Friday, August 05, 2011

The Summer 2011 Reading Spectacular #4

Still catching up.

The Immortal Life of Henrietta Lacks, by Rebecca Skloot, is way up on my recommended list. If you were told, “It’s a book about a woman whose cancer cells were harvested in the 50s and ended up being used in innumerable medical studies and breakthroughs since then,” and your response was, “That doesn’t sound so fantastic,” I would understand where you were coming from, but you’d be very, very wrong. This book is pretty amazing.

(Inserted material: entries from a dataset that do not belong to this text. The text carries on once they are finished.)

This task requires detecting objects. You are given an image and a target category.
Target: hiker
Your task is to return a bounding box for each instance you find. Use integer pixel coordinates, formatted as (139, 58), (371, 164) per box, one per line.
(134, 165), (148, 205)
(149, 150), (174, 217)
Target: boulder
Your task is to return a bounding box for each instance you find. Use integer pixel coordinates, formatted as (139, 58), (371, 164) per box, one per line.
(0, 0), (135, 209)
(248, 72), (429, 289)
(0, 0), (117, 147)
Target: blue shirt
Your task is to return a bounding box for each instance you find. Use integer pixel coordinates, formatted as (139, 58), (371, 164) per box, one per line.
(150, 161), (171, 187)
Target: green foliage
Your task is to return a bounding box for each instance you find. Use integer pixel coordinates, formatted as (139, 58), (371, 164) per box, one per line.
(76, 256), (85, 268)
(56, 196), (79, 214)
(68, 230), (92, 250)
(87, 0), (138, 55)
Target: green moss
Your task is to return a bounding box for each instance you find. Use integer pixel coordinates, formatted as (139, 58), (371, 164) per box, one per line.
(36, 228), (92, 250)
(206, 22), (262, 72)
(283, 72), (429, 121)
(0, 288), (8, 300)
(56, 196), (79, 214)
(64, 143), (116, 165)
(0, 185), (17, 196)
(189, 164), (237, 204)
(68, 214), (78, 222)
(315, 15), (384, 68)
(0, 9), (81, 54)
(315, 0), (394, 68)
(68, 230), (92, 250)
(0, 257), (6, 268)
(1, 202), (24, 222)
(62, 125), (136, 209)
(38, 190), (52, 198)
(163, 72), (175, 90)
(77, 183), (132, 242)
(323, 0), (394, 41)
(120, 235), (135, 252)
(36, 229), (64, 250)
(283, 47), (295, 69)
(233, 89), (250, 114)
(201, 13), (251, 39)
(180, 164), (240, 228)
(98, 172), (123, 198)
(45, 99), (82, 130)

It’s partly a book about the ethics and principles surrounding cell cultures as commodities. It’s partly the story of an impoverished black woman and her family. It’s entirely readable, entirely fascinating, and entirely a page-turner. I know – who would have thought?

That Rebecca Skloot somehow manages to cover all of this ground and more – the story of her own struggle to convince members of Henrietta Lacks’s family to even talk to her is quite a thread – while time-jumping between the 1950s, the 2000s, and several places in between, is quite remarkable, even more so since she manages to keep the material logical, followable (imagine that is a word), and quickly paced. The little timelines that head each chapter certainly assist in this.
A seriously good read.

I also read The Complete Essex County by Jeff Lemire, which collects three interconnected full-length stories with two mini-comic stories into one graphic novel. All set in a fictionalized version of Essex County, Ontario (the author’s hometown), the book captures grief, secrets, and hope over several generations in the community. Not really for kids, the graphic novel has gained quite a following as a piece of contemporary Canadian literature. The first story in the trilogy, "Tales from the Farm", is apparently in development as a movie (under the unfortunate name “Super Zero”).